New York Times Selected Navi Mumbai Man’s Crossword for July 4 Edition on Independence Day of USA

New York Times Selected Navi Mumbai Man’s Crossword for July 4 Edition on Independence Day of USA

NAVI MUMBAI: The New York Times has selected a Navi Mumbaikar’s crossword to be published on July 4, the Independence Day of USA.  The theme of the crossword created by Mangesh Ghogre, an alumnus of VJTI and NMIMS, is based on ‘Fourth of July’. Every crossword has a theme, which forms the longest answers in the puzzle. “I collaborated with an American crossword constructor to create this special puzzle. The underlying thought behind this puzzle was to prove how crosswords can cross national boundaries and bring people closer. This competition has got brought the two countries closer. To a certain extent, the Make in India campaign was responsible in encouraging my thought process,” said Ghogare.

The Nerul resident said that crossword editor at The New York Times, Will Shortz, was the one who selected his crossword months before the day when it is to be published. “He found the theme of my puzzle and the construction very elegant.
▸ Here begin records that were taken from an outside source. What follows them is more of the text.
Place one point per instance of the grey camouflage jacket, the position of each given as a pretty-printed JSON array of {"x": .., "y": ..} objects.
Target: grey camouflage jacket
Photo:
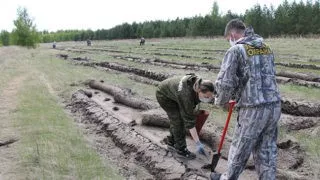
[{"x": 247, "y": 73}]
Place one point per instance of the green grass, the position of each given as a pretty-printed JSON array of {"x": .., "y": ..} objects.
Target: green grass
[
  {"x": 300, "y": 92},
  {"x": 51, "y": 146}
]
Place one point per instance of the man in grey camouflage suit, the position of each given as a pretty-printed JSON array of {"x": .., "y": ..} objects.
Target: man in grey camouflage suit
[{"x": 247, "y": 75}]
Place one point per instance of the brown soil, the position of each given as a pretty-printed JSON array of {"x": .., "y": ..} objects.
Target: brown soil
[
  {"x": 300, "y": 108},
  {"x": 290, "y": 160},
  {"x": 140, "y": 143},
  {"x": 300, "y": 66}
]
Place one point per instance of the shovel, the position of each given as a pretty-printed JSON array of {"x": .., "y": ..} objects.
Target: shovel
[{"x": 216, "y": 156}]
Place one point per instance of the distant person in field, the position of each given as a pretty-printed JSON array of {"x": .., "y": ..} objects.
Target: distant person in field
[
  {"x": 248, "y": 76},
  {"x": 54, "y": 44},
  {"x": 179, "y": 96},
  {"x": 88, "y": 42},
  {"x": 142, "y": 41}
]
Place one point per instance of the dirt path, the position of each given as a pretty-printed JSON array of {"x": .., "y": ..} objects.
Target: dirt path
[{"x": 8, "y": 154}]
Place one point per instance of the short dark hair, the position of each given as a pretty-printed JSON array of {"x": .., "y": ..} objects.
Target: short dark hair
[
  {"x": 235, "y": 24},
  {"x": 206, "y": 86}
]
This idea has not been attempted before,” added the 37-year-old investment banker.

Speaking about the cut-throat race to feature in the prestigious daily, Ghogre said, “The editor receives about 100 crossword submissions every week. Though crosswords are not so popular among youth any more, I always dreamt of using my puzzle skills to do something worthwhile. I have got an opportunity after twenty years of wait. I am quite content that I will get to entertain the US audience on such a special occasion.”

Ghogre is an international crossword constructor and his puzzles have been published in other iconic dailies like The Wall Street Journal and Los Angeles Times. He is the only Indian to have achieved such a feat. He has been invited to judge the American Crossword Tournament held in New York several times.
I collaborated with an American crossword constructor to create this puzzle. The underlying thought behind this puzzle was to prove how crosswords can cross national boundaries and bring people closer.